The final problem with Rocha's motion, and his request to be resentenced, is that the guideline has been amended. The Ninth Circuit's holding in Castillo would be inapplicable to Defendant, because his conspiracy conviction would again qualify him for a career offender enhancement. See Amendment 822 to U.S.S.G. § 4B1.2, effective Nov. 1, 2023: “The terms ‘crime of violence' and ‘controlled substance offense' include the offenses of aiding and abetting, attempting to commit, or conspiring to commit any such offense.” Rocha is not entitled to the application of Castillo to his case, but even if he were, there would be no change in his guideline calculation. Thus, the Court finds the Ninth Circuit's Castillo decision does not constitute an extraordinary and compelling circumstance to warrant relief.
III. Certificate of Appealability
“The district court must issue or deny a certificate of appealability when it enters a final order adverse to the applicant.” Rule 11(a), Rules Governing § 2255 Proceedings. A certificate should issue as to those claims on which the petitioner makes “a substantial showing of the denial of a constitutional right.” 28 U.S.C. § 2253(c)(2). The standard is satisfied if “jurists of reason could disagree with the district court's resolution of [the] constitutional claims” or “conclude the issues presented are adequate to deserve encouragement to proceed further.” Miller-El v. Cockrell, 537 U.S. 322, 327 (2003) (citing Slack v. McDaniel, 529 U.S. 473, 484 (2000)).

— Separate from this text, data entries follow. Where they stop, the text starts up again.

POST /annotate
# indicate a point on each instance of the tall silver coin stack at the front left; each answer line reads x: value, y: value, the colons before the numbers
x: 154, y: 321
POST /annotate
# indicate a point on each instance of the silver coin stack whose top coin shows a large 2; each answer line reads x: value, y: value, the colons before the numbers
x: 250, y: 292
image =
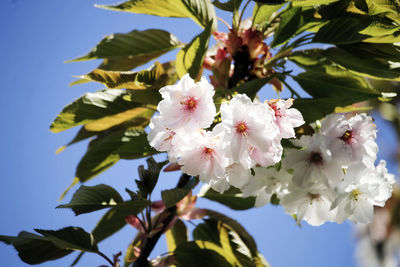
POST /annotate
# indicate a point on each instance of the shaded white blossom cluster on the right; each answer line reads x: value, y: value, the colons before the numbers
x: 333, y: 174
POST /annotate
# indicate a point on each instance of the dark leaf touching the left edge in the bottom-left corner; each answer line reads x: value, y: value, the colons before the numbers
x: 34, y: 249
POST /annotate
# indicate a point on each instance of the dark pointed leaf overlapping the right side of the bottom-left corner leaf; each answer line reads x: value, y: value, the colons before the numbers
x: 74, y: 238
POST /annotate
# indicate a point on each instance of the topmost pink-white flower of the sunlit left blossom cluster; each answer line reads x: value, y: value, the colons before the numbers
x: 188, y: 105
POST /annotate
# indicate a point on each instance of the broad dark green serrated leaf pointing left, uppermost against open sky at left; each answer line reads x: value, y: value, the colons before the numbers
x: 140, y: 46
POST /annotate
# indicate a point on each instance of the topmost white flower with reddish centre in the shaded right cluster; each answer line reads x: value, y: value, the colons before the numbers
x: 351, y: 140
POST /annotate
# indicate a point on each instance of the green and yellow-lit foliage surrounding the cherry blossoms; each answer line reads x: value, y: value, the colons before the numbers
x: 359, y: 39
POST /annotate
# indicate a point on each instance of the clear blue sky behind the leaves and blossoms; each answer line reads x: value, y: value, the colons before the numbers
x: 36, y: 37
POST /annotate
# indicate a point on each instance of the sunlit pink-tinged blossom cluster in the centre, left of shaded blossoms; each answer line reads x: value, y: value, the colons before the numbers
x: 221, y: 149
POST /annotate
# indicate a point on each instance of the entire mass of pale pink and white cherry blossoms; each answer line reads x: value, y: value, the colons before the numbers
x: 329, y: 176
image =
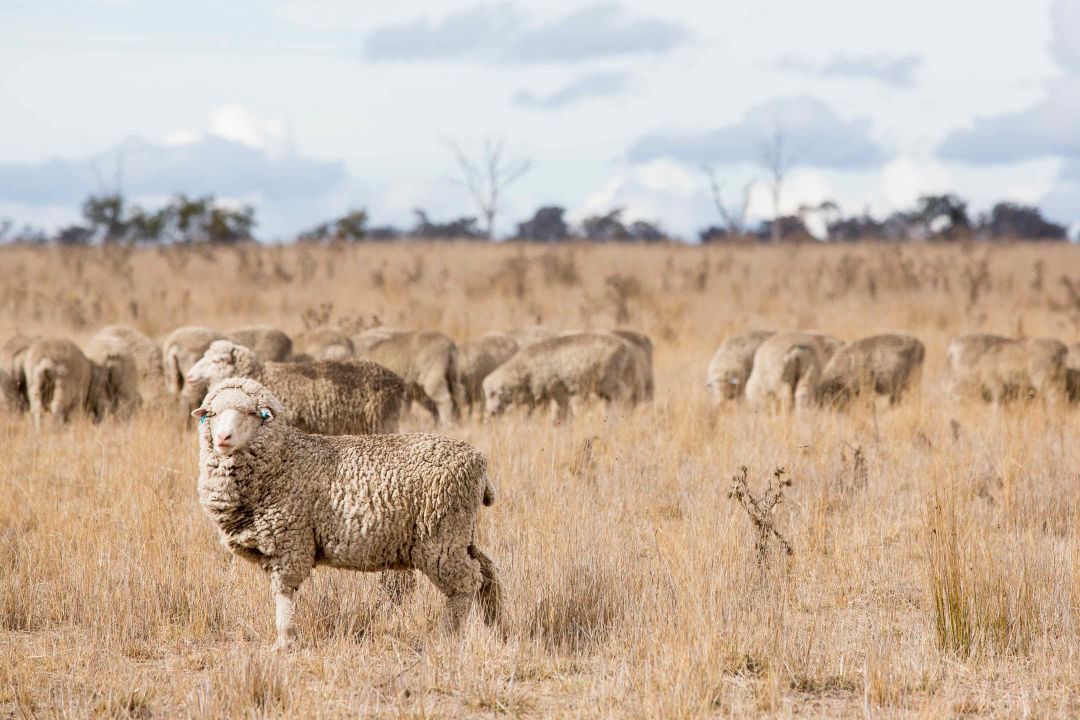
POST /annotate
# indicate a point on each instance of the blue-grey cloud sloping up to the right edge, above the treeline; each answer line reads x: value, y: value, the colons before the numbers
x: 1048, y: 129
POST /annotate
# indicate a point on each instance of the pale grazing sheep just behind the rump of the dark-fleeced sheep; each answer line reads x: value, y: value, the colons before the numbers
x: 427, y: 362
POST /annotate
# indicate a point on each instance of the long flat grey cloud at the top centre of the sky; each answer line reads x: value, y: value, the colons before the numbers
x: 503, y: 33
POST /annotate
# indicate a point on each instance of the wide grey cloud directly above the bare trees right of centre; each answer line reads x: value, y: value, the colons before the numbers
x: 813, y: 135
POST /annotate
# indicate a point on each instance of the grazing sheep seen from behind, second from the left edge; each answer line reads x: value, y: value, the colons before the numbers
x: 61, y: 381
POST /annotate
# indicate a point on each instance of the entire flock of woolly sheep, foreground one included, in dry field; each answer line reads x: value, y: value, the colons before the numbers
x: 301, y: 463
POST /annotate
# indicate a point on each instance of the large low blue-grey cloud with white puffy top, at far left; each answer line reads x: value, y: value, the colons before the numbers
x: 237, y: 159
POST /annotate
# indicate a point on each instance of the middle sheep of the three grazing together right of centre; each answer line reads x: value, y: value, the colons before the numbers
x: 786, y: 369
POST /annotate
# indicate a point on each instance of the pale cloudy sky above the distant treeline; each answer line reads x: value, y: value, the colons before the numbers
x: 309, y: 108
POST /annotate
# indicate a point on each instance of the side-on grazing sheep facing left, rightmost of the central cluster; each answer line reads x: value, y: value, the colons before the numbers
x: 578, y: 365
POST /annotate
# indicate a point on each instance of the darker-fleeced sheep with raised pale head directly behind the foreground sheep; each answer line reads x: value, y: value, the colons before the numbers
x: 358, y: 398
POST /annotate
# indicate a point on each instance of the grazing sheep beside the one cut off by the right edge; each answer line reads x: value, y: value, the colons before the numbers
x: 998, y: 370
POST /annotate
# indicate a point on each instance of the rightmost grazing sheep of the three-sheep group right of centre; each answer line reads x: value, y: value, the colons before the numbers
x: 887, y: 365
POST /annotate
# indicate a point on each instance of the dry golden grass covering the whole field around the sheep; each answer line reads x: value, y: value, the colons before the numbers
x: 935, y: 546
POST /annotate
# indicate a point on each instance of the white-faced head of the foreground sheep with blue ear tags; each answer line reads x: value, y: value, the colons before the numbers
x: 234, y: 413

Here, no reasonable jurist would find that Rocha's motion was timely or that he would receive a different sentence upon remand. A certificate of appealability is not warranted.
Accordingly, it is HEREBY ORDERED:
1. Rocha's motion to vacate, set aside, or correct the sentence under 28 U.S.C. § 2255 (Doc. 45) is DENIED.
4. A certificate of appealability is DENIED. The clerk shall immediately process the appeal if Rocha files a Notice of Appeal.
5. The clerk shall ensure that all pending motions in this case and in CV 23-45-BU-DLC are terminated and shall close the civil file by entering judgment in favor of the United States and against Rocha.